Jakarta, TopBusiness – Sejak dioperasikan tanpa tarif sejak Rabu (30/08) lalu, antusiasme pengguna jalan cukup tinggi untuk melintas di Tol Indralaya – Prabumulih. PT Hutama Karya (Persero) (Hutama Karya) mencatat volume kendaraan yang melintas di tol sepanjang 63,5 Km sampai dengan Selasa (05/09) sudah mencapai lebih dari 38 Ribu dengan Lalu Lintas Harian Rata-rata
(LHR) sekitar 5 Ribu kendaraan hanya dalam kurun waktu kurang dari seminggu, atau lebih besar dari estimasi Hutama Karya.
Melihat animo yang cukup tinggi tersebut, Executive Vice President (EVP) Sekretaris Perusahaan Hutama Karya Tjahjo Purnomo mengatakan bahwa masa beroperasi tanpa tarif ini dilakukan dalam rangka sosialisasi dan edukasi berkendara dengan baik di jalan tol, salah satunya mengenai penggunaan kartu uang elektronik di jalan tol.
“Pengguna jalan diimbau untuk mengecek keadaan fisik kartu uang elektronik terlebih dahulu sebelum digunakan, kartu yang digunakan harus dalam keadaan baik, dikarenakan beberapa kali ditemukan pengguna jalan yang masih menggunakan kartu edisi lama dengan chip kartu yang tidak terdeteksi lagi. Ini kami harapkan dapat menjadi perhatian pengguna,” imbuh Tjahjo dalam keterangan resmi.

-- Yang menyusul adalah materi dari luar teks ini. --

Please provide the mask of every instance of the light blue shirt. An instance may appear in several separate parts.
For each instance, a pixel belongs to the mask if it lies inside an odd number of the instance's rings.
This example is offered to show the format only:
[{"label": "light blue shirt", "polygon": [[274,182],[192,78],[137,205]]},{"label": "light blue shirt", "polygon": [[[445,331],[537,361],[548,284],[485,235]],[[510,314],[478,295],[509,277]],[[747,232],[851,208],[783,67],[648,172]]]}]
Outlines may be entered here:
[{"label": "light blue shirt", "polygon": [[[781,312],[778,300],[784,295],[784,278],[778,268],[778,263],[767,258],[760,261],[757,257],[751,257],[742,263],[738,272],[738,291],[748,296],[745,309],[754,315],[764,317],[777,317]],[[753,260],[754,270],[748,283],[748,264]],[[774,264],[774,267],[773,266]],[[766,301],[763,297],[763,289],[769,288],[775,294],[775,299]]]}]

Selain fisik kartu uang elektronik, Tjahjo juga mengimbau pengguna jalan untuk memastikan kecukupan saldo terlebih dahulu dikarenakan sebagian besar pengguna jalan yang melintasi Tol Indralaya – Prabumulih juga melewati Tol Palembang – Indralaya yang sudah bertarif. “Kami mengingatkan pula agar pengguna jalan tol yang ingin melintas untuk tetap menyiapkan saldo
kartu uang elektronik, khususnya pengguna yang melintas dari arah Prabumulih menuju Palembang atau sebaliknya dari Palembang menuju Prabumulih. Karena walau Tol Indralaya – Prabumulih masih gratis, namun Tol Palembang – Indralaya tetap dikenakan tarif normal dimana sudah beroperasi normal dengan tarif sejak lama,” imbuh Tjahjo.
Lebih lanjut Tjahjo juga mengimbau pengguna jalan untuk selalu mengutamakan keselamatan saat berkendara di jalan tol dengan terus mengikuti aturan dan tata tertib yang berlaku sesuai dengan tagline kampanye keselamatan berkendara yang dipelopori oleh Hutama Karya yaitu SETUJU (Selamat Sampai Tujuan) dengan 5 point utama diantaranya yakni SETUJU bahwa keselamatan adalah nomor satu, SETUJU pastikan kondisi kendaraan prima, SETUJU tidak ngebut di jalan tol,
SETUJU untuk istirahat jika lelah dan SETUJU Zero ODOL di jalan tol.
“Jika lima poin tersebut diikuti dengan benar, bisa kami pastikan perjalanan akan lebih aman dan nyaman, serta terhindar dari kecelakaan ataupun fatalitas,” tutup Tjahjo.